Discharge orientation is a critical factor in optimizing stratification. The towed vertical upward discharge (Model-3) demonstrates a significant improvement in both stability and uniformity compared to the horizontal discharge (Model-2), with its final N2 and Ri values being 17.9% and 23% higher, respectively. This superiority is attributed to the vertical discharge mechanism, which transports the buoyant plume directly to the surface, thereby minimizing entrainment and thermal loss to the surrounding colder water and leading to a more efficient and robust stratification.
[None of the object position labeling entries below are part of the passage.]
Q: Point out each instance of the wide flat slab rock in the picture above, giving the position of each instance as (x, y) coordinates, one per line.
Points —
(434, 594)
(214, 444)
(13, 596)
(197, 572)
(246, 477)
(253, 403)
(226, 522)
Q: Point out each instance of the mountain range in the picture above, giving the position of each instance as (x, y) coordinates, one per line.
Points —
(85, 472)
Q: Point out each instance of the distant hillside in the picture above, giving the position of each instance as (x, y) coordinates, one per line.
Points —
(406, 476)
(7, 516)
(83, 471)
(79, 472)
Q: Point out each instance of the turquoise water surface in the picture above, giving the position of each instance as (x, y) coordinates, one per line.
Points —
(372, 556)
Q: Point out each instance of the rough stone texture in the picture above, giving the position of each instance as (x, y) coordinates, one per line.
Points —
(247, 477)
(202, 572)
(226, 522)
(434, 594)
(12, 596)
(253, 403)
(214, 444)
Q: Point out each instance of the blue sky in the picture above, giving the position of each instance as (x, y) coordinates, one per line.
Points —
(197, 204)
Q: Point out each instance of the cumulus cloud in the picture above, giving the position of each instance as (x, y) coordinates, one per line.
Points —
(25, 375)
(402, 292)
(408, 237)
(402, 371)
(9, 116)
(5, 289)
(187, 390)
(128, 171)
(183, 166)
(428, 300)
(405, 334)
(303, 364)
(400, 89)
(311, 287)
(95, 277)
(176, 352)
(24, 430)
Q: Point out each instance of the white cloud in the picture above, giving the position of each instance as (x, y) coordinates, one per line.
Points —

The multi-nozzle configuration (Model-4) successfully demonstrates the scalability of the towed vertical discharge method for large-scale applications. While maintaining the same heat input per unit volume, the large-scale system achieved a final state of stability and uniformity that is quantitatively comparable to its small-scale, single-nozzle counterpart (Model-3).
The advantage of this study lies in its use of numerical simulation to systematically conduct a parametric investigation of complex operational conditions at a low cost and high efficiency, with results that can directly guide physical experiments and engineering practice. In conclusion, for applications requiring the rapid and efficient construction of reliable thermal stratification, the towed upward discharge method is a strategy demonstrably superior to the conventional fixed-point injection approach. The findings provide a clear design criterion for field applications: a mobile, vertical upward discharge scheme should be prioritized. Furthermore, this method exhibits excellent scalability. The established numerical model and the dimensionless parameters employed, such as the Richardson number (Ri), can be used to guide practical adjustments when scaling up with multi-nozzle configurations and a proportionally increased heat input, ensuring a robust transition from simulation to real-world application. This is of significant practical value in fields such as building test environments for underwater vehicle thermal stealth and simulating aquatic ecosystems. Future work could focus on optimizing the efficacy of this large-scale approach by investigating various multi-nozzle layouts (e.g., spacing and arrangement) and their interaction with different total heat input rates.